Tan Siang Wi berdiri dengan muka pucat, kedua tangan dikepal dan kini kedua matanya mulai basah. Dia memandang kepada dua orang itu secara bergantian, tatapan matanya pada Siang Hwa penuh kebencian, tetapi sepasang matanya memancarkan permohonan dan kekecewaan kalau dia memandang suheng-nya.

"Suheng... haruskah aku pergi... Engkau mengusir aku begitu saja?"

Hui Song mengangguk. Ia tak ingin menyakiti hati sumoi-nya, akan tetapi mengingat akan watak sumoi-nya yang keras, dia harus bersikap tegas. Dia sudah berjanji kepada Siang Hwa dan dia tidak boleh melanggar janji itu.

Lagi pula, diam-diam dia menaruh hati curiga terhadap Siang Hwa dan ingin menyelidiki siapa sesungguhnya wanita ini dan peran apa yang dipegangnya. Dia merasa bahwa ada sesuatu di balik diri wanita ini, karena seorang wanita selihai Siang Hwa tidak mungkin secara kebetulan saja bertemu dengan dia, mengajak bersahabat dan minta bantuannya untuk mengurus sesuatu yang rahasia.

"Sumoi, harap jangan banyak bicara lagi. Pergi dan kembalilah ke Cin-ling-san."

Kini beberapa tetes air mata jatuh menitik. "Suheng... engkau... selalu mengecewakan dan menyakiti hatiku..."

"Maafkan, sumoi..."

Akan tetapi Tan Siang Wi sudah menyambar sepasang pedangnya yang tadi jatuh di atas lantai ketika dia roboh pingsan, lantas berloncatan pergi meninggalkan tempat itu. Sunyi keadaan di dalam ruangan itu setelah Siang Wi pergi hingga akhirnya terdengar tarikan napas panjang dari Siang Hwa.

"Aihh... agaknya dengan kegantengan dan kegagahanmu engkau sudah ditakdirkan untuk menjatuhkan dan mengecewakan hati wanita, taihiap. Hari ini kulihat telah ada dua orang wanita yang menjadi korbanmu. Pertama adalah diriku sendiri, dan yang kedua adalah sumoi-mu tadi!"
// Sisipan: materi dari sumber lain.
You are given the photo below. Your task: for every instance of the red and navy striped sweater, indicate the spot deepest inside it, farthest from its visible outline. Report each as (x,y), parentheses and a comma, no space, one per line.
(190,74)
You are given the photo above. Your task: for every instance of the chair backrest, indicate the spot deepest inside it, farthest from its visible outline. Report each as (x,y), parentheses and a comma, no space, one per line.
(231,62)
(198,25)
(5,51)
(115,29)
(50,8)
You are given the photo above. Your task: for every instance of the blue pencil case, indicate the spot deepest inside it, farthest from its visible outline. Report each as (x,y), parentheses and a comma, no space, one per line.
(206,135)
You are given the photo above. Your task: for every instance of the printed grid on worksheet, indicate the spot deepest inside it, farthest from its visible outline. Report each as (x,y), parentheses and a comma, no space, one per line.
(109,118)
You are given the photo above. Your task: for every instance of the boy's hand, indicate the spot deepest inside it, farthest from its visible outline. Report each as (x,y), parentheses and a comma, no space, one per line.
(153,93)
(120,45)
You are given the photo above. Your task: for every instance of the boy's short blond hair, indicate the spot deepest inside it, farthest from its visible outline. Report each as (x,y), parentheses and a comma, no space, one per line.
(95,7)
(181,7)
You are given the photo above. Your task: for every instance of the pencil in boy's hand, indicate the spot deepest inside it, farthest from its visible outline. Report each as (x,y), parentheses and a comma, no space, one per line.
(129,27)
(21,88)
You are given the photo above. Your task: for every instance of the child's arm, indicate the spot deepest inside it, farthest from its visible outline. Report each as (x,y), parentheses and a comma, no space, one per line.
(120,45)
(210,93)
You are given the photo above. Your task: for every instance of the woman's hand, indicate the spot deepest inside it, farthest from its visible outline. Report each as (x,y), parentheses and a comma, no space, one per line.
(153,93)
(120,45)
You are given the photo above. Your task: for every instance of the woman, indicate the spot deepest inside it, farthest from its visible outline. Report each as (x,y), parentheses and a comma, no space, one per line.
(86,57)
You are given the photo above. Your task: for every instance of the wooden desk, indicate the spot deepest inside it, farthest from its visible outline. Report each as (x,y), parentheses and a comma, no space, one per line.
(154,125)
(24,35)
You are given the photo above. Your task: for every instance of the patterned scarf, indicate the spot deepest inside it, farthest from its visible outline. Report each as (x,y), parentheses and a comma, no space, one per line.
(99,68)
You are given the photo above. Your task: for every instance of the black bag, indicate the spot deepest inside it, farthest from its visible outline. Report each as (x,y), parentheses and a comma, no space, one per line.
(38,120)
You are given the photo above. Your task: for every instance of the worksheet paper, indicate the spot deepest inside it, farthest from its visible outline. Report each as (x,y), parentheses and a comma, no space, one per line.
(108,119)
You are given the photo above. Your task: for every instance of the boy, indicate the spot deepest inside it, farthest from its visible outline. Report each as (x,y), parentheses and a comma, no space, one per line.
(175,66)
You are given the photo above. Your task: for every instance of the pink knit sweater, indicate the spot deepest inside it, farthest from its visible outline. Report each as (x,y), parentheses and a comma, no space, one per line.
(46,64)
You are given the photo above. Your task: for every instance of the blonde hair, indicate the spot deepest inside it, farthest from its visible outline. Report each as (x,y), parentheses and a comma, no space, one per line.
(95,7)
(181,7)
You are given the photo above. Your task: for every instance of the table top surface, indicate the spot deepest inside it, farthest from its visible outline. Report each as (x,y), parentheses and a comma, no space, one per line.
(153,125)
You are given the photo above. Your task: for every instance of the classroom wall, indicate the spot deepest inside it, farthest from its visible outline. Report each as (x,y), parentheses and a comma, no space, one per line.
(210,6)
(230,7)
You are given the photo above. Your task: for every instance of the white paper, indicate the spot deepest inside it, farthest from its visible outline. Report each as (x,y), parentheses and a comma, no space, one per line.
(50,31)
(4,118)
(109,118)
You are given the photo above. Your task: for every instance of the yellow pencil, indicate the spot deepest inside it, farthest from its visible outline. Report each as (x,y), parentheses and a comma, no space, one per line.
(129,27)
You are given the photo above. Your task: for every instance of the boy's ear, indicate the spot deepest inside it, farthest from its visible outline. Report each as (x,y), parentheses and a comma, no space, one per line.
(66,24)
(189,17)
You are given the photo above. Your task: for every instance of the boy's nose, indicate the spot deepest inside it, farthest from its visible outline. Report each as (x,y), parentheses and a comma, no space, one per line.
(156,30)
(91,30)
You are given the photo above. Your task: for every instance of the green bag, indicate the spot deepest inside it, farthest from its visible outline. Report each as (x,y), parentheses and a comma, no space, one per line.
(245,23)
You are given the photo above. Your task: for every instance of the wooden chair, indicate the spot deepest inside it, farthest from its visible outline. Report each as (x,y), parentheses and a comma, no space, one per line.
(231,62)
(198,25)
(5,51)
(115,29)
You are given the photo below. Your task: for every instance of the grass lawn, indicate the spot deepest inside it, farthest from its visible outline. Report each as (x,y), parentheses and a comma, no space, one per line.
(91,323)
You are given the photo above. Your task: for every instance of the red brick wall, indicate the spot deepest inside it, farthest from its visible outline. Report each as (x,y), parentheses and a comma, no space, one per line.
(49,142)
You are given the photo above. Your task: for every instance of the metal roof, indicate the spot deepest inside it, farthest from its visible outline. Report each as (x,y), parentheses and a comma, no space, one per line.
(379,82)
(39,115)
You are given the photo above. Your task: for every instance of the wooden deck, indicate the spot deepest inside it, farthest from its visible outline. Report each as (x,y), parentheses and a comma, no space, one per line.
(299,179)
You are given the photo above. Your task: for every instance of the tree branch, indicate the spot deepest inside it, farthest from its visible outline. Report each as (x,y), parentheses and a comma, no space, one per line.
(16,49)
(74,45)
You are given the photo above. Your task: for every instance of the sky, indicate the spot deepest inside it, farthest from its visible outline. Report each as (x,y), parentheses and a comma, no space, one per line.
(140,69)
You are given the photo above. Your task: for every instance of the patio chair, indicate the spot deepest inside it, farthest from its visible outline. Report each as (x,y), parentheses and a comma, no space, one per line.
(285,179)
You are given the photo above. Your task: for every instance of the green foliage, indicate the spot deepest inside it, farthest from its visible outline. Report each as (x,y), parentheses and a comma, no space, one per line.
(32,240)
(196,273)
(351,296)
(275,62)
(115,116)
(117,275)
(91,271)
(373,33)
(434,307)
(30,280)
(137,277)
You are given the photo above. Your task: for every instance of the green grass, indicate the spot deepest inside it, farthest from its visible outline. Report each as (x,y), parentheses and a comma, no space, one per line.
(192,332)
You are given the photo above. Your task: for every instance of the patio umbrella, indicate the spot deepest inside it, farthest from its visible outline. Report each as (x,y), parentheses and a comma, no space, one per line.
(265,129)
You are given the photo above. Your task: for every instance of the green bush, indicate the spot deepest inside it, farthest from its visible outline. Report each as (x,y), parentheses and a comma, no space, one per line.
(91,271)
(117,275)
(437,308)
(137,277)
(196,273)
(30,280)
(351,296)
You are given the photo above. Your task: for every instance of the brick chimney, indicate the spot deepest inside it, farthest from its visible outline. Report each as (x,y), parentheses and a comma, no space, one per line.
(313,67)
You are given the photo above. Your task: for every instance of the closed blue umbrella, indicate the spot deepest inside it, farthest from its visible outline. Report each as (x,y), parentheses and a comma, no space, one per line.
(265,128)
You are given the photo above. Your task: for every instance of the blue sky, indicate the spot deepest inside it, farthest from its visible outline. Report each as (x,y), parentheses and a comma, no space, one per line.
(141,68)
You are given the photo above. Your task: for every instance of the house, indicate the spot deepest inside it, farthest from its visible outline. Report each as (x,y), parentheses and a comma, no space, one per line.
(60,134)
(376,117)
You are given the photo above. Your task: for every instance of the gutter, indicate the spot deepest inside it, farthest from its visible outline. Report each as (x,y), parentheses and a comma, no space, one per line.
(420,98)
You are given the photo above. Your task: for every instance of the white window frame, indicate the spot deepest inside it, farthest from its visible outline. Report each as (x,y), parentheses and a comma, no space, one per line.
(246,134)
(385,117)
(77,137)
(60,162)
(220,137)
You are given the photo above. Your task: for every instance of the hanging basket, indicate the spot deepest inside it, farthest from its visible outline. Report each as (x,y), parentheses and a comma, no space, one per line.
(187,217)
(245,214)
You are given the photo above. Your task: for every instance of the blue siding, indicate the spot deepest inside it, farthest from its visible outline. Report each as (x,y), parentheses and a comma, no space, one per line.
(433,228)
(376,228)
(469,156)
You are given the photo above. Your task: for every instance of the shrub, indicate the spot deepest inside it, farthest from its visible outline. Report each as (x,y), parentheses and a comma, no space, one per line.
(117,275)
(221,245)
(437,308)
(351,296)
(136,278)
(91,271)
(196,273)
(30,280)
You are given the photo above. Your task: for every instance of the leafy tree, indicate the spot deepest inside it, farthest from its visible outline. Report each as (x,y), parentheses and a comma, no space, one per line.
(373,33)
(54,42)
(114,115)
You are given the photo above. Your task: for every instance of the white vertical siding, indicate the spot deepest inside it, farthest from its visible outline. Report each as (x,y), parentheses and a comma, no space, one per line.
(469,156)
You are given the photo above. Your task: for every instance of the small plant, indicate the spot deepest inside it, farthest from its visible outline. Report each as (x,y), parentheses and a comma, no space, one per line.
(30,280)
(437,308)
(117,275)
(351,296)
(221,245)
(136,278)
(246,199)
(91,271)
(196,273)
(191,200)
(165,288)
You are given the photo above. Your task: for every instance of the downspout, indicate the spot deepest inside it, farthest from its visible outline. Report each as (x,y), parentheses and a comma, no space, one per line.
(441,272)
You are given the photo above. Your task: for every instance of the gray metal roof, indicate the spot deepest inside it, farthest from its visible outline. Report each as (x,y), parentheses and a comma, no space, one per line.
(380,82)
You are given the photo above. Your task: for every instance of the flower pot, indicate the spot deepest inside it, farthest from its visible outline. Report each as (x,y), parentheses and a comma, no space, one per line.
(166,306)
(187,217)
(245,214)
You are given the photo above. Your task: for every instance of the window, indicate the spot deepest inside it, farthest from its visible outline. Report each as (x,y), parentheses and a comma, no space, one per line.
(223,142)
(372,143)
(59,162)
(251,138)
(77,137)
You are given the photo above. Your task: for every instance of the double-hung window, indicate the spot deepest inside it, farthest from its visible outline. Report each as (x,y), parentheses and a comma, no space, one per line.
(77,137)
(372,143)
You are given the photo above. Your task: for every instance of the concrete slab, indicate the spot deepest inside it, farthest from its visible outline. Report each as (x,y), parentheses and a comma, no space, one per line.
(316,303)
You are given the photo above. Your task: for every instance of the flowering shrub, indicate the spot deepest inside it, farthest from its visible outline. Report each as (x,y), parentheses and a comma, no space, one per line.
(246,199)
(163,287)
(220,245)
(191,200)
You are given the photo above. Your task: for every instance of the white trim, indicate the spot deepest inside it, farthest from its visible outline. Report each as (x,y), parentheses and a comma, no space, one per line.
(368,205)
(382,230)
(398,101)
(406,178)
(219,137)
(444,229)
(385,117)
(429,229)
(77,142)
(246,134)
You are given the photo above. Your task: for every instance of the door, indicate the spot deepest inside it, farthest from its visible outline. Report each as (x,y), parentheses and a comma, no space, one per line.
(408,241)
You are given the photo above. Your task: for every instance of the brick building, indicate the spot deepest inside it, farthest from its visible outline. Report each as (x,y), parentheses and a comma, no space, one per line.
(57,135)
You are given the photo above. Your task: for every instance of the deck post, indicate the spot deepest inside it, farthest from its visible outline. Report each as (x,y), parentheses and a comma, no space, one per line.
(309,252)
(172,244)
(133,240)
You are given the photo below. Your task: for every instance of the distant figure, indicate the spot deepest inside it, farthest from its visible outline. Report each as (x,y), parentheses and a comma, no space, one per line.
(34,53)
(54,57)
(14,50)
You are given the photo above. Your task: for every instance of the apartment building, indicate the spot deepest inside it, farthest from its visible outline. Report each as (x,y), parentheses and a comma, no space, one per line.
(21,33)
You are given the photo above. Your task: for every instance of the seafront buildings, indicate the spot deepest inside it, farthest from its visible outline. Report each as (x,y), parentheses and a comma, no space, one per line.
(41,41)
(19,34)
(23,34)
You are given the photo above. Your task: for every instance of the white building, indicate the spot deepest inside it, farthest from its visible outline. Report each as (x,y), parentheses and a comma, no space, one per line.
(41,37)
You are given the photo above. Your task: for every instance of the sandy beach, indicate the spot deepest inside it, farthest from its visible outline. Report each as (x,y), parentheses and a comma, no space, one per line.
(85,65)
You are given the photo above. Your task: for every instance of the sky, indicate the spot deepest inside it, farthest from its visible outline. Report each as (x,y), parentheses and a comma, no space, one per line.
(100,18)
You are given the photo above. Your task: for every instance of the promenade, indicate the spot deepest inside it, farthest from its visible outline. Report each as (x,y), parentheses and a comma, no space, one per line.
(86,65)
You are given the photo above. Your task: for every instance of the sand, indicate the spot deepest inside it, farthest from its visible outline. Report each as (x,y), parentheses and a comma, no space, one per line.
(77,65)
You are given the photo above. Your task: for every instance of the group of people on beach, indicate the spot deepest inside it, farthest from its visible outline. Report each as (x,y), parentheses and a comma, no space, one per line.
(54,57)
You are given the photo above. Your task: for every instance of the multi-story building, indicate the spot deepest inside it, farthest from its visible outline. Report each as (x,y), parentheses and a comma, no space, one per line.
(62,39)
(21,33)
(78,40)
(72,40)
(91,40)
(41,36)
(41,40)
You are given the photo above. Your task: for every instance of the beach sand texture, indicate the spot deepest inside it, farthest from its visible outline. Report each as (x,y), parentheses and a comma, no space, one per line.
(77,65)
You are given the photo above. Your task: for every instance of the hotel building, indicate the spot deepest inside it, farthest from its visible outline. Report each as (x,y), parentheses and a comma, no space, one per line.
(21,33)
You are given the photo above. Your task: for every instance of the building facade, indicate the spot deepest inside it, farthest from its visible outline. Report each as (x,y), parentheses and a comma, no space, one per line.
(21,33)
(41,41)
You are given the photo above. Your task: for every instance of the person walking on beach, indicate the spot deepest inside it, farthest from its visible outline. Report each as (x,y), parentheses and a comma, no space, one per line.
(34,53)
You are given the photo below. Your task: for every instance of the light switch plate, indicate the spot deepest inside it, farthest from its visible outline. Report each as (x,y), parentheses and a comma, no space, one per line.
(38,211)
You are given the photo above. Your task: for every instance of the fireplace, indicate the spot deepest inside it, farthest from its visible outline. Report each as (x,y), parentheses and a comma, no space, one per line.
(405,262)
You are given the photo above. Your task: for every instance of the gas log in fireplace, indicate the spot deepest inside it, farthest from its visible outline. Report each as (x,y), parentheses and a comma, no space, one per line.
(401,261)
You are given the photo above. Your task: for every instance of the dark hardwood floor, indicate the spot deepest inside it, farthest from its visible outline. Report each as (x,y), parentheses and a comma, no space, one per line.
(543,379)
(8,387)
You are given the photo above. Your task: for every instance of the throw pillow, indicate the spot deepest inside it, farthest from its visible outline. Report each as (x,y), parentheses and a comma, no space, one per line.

Hui Song juga turut menarik napas panjang. Diam-diam dia merasa kasihan sekali kepada Siang Wi, sumoi-nya itu. Semenjak kecil sumoi-nya mencintanya dan cinta kanak-kanak itu makin lama semakin kuat dan akhirnya menjadi cinta kasih seorang wanita terhadap seorang pria, cinta kasih yang berharap untuk diikat dan dikukuhkan menjadi perjodohan suami isteri.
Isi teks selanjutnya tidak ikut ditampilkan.